From the essay, “Seminarians,” by Martin Marty in the most recent Sightings:
We historians are not given the gift of foreseeing, but as for seeing – as in Sightings – I learned long ago to look at trends and signs that don’t fit headlines or on cable. Thus, decades ago, while many chroniclers thought that “death of God” theology was a cosmic challenge, it occurred to some of us that “high-rise apartments and the long weekend” would do more to assault the world of Sunday Schools, church attendance, and the parish as a center of communal life. Today those trends continue, and the higher-rising of apartments and the longer-yet weekend keep playing their part. Forget the current “new atheism,” so readily reported on as an assault. Notice instead patterns of leisure like Sunday marathons and soccer, patterns of work in which 24/7 job demands increase, and now, of course, “the economic crash” that colors all prospects.

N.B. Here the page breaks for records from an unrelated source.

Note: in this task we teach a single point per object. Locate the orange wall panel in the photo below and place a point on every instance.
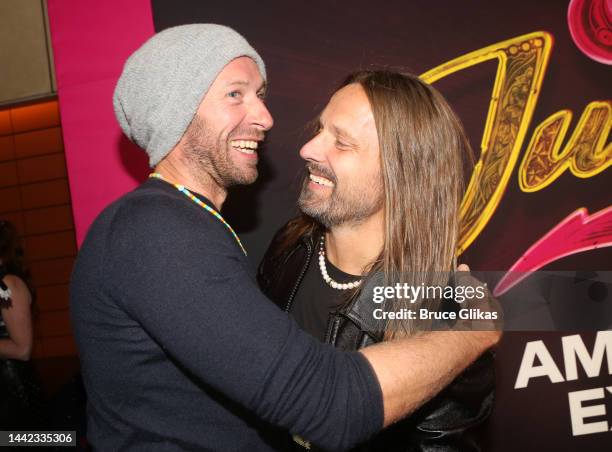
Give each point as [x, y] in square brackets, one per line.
[48, 220]
[38, 142]
[34, 195]
[48, 246]
[35, 116]
[8, 174]
[42, 168]
[6, 127]
[7, 148]
[52, 271]
[10, 199]
[45, 194]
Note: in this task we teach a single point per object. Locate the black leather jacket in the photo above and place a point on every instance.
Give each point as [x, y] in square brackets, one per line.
[439, 425]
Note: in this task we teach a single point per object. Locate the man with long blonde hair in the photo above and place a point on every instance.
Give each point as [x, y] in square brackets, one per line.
[385, 177]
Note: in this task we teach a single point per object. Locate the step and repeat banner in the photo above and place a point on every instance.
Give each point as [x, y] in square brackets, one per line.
[531, 82]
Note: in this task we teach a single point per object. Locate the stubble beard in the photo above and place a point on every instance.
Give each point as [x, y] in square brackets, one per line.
[210, 157]
[346, 204]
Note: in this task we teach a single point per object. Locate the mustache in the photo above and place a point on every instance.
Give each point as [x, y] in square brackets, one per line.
[253, 134]
[320, 170]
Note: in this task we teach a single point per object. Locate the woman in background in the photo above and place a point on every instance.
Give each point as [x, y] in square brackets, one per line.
[20, 395]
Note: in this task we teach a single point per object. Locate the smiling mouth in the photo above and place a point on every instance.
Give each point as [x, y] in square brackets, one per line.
[245, 146]
[321, 180]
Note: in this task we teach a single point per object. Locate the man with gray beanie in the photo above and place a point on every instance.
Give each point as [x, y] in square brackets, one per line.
[179, 349]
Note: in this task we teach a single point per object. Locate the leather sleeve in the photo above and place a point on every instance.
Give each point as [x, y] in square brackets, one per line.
[443, 422]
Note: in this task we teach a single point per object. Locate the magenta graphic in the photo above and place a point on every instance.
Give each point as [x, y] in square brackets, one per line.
[576, 233]
[590, 24]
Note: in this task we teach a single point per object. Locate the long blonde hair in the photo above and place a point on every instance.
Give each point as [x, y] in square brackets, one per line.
[424, 155]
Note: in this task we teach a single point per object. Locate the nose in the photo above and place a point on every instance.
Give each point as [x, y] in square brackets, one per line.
[262, 117]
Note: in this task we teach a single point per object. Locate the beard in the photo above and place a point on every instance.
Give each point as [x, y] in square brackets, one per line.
[350, 202]
[210, 156]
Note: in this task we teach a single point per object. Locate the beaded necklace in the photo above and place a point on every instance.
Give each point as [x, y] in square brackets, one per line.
[205, 206]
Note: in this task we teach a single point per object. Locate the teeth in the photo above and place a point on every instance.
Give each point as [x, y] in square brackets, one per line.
[244, 144]
[321, 180]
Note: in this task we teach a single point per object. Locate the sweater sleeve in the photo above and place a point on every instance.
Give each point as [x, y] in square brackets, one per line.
[177, 271]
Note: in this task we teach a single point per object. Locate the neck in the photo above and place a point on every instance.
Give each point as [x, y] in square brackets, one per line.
[353, 248]
[203, 184]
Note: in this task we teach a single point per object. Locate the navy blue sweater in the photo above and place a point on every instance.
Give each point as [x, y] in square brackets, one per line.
[181, 351]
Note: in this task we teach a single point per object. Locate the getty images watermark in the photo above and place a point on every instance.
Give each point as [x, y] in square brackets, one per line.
[421, 294]
[528, 301]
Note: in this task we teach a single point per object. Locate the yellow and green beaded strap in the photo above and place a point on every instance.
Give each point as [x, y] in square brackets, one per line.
[205, 206]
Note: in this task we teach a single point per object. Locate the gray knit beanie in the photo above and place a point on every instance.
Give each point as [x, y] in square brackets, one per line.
[164, 81]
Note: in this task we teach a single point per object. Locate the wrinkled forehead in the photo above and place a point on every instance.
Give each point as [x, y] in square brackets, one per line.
[350, 105]
[349, 110]
[241, 71]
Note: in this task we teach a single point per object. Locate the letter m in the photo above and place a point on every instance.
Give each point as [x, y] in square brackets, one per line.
[573, 348]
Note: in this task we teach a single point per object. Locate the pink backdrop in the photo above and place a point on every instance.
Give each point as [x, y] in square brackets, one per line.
[91, 40]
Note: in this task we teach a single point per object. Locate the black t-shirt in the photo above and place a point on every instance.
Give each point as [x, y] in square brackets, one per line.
[315, 299]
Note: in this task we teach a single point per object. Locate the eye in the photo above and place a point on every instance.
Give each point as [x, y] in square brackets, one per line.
[341, 144]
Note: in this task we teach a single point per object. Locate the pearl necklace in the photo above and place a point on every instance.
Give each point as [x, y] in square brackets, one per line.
[326, 277]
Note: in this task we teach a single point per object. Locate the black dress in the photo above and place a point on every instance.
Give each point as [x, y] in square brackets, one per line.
[21, 406]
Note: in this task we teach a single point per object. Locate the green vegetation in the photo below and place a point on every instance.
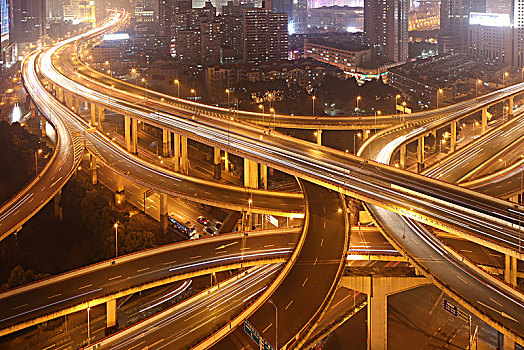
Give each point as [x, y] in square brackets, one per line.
[17, 158]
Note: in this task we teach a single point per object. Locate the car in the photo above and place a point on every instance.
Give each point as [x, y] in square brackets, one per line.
[202, 220]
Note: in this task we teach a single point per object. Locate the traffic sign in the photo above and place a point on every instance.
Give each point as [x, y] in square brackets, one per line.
[451, 308]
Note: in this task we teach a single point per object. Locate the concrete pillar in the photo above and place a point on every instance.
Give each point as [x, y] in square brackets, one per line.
[263, 176]
[226, 161]
[163, 212]
[93, 114]
[111, 313]
[378, 289]
[120, 195]
[365, 134]
[101, 118]
[453, 141]
[484, 120]
[420, 154]
[403, 153]
[166, 143]
[57, 207]
[93, 169]
[510, 270]
[176, 144]
[217, 163]
[184, 160]
[43, 126]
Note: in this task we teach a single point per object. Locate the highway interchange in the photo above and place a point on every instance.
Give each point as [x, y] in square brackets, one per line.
[435, 202]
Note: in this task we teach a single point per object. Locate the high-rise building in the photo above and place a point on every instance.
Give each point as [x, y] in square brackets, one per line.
[454, 23]
[265, 35]
[386, 24]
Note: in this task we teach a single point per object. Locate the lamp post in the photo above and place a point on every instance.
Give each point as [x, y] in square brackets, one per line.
[37, 152]
[439, 92]
[396, 103]
[355, 142]
[88, 327]
[477, 87]
[177, 82]
[276, 323]
[116, 239]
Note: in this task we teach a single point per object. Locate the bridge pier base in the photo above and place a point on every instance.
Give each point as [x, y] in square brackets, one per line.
[57, 207]
[378, 289]
[120, 195]
[217, 173]
[453, 141]
[166, 143]
[93, 114]
[420, 154]
[510, 270]
[484, 121]
[111, 313]
[93, 169]
[403, 153]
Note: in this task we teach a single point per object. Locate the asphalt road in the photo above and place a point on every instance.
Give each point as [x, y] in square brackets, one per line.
[70, 289]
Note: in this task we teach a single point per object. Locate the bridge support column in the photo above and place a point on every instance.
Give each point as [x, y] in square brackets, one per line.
[131, 134]
[484, 121]
[184, 160]
[403, 153]
[57, 207]
[120, 195]
[176, 143]
[166, 143]
[217, 163]
[510, 270]
[420, 154]
[453, 141]
[93, 169]
[163, 212]
[111, 313]
[42, 126]
[93, 114]
[101, 118]
[378, 289]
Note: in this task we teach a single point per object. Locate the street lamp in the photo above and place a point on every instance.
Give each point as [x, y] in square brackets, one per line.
[355, 142]
[396, 103]
[36, 161]
[116, 239]
[276, 323]
[477, 87]
[178, 87]
[439, 92]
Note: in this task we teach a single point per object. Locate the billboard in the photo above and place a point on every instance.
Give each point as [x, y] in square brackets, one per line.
[490, 19]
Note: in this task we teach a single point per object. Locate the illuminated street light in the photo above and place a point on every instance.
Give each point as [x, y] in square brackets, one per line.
[178, 87]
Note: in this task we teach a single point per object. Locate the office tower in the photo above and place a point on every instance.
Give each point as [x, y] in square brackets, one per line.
[454, 23]
[386, 27]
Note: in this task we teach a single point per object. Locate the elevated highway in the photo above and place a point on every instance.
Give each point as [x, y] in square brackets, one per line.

Did Rome not have to collapse for it’s people to acknolwedge the frailties of life. To be reminded what genuine luxuries are and are not. To reverse the perversion that had spread and become accepted through decadence. Here we are. Sometimes the worst is the best. I think the economic route we are on could spur a revival. It’s a shame that right and wrong has become such a grey area for so many people that it has paralized there ability to stand for anything the does not relate to the weaking of there community or country. It’s a shame that our children will be eating our spoiled fruit.